In several autoimmune diseases, the IL-10 gene is repressed but saRNA can upregulate up to 20-fold. In fact, saRNA can upregulate other interleukin genes in autoimmune diseases including IL-19, IL-20, and IL-24 by targeting the enhancer that controls the promoters. Habib outlined how his team spent 20 months producing their first clinical saRNA called MTL-CEBPA which was used in three clinical trials. The main purpose of CEBP alpha is to prevent immunosuppression by tumour-associated macrophages. Habib explained CEBPA’s role as a master regulator: “It regulates more than 500 genes that's why it's called master regulator and it leads to the differentiation of the cell, the normal monocyte macrophage and dendritic cell.” However, in cancer and chronic inflammation, there is very little CEBPA leading to malformation of myeloid cells.

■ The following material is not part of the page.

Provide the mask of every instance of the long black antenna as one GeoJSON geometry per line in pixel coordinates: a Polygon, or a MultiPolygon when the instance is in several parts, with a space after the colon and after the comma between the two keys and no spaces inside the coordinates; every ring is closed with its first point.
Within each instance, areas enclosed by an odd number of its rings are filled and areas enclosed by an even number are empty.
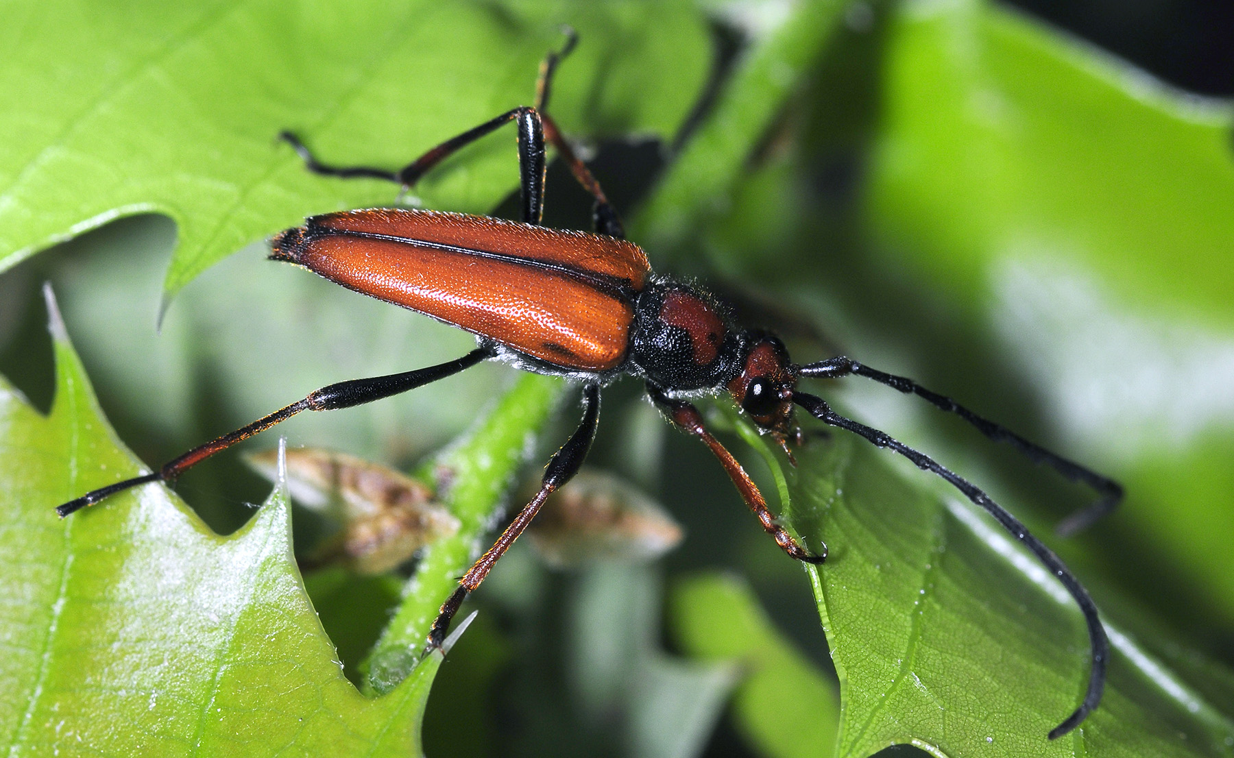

140 patients were injected with empty CEBPA, the first study was on liver cancer, and it was with thyroid kinase inhibitor while the second study was conducted on solid cancers. One example highlighted a patient with lung cancer, initially presenting with six metastases in the right lung and ten in the left lung, who achieved complete clearance following treatment with MTL-CEBPA and Sorafenib. Four years later, the patient remains recurrence-free.These promising results showed the ability of MTL-CEBPA to modulate immune responses by reprogramming macrophages to anti-tumoural states.
Habib also discussed the use of saRNA in other conditions, including brain inflammation, neurodegenerative diseases, and rare genetic disorders such as Hurler's disease. saRNA was shown to downregulate inflammatory markers in the brain, promote weight loss, and improve liver function in mouse models of fatty liver disease (NASH).
He argued that while most scientists would suggest that GalNAc technology is the optimal way of delivering siRNA to the liver, one should note that the FDA has approved 6 drugs for the liver based on GalNAc but none for NASH. He urged the audience to consider alternative options to GalNAC. In Hurler’s disease, saRNA increased enzyme production in donor cells, potentially improving outcomes for affected children.
RNA activation is highly versatile and its ability to precisely upregulate gene expression without long-term genetic alterations is particularly noteworthy. Habib aims to further investigate future applications of saRNA in rare genetic diseases and other unmet medical needs through collaboration. He concluded: “As people say, it takes a village. 140 patients, 20 hospitals, 7 countries, the MiNA therapeutic team that developed the RNA activation and so many people contributed, City of Hope with John Rossi and his team, especially their collaborations and another company called APTERNA.”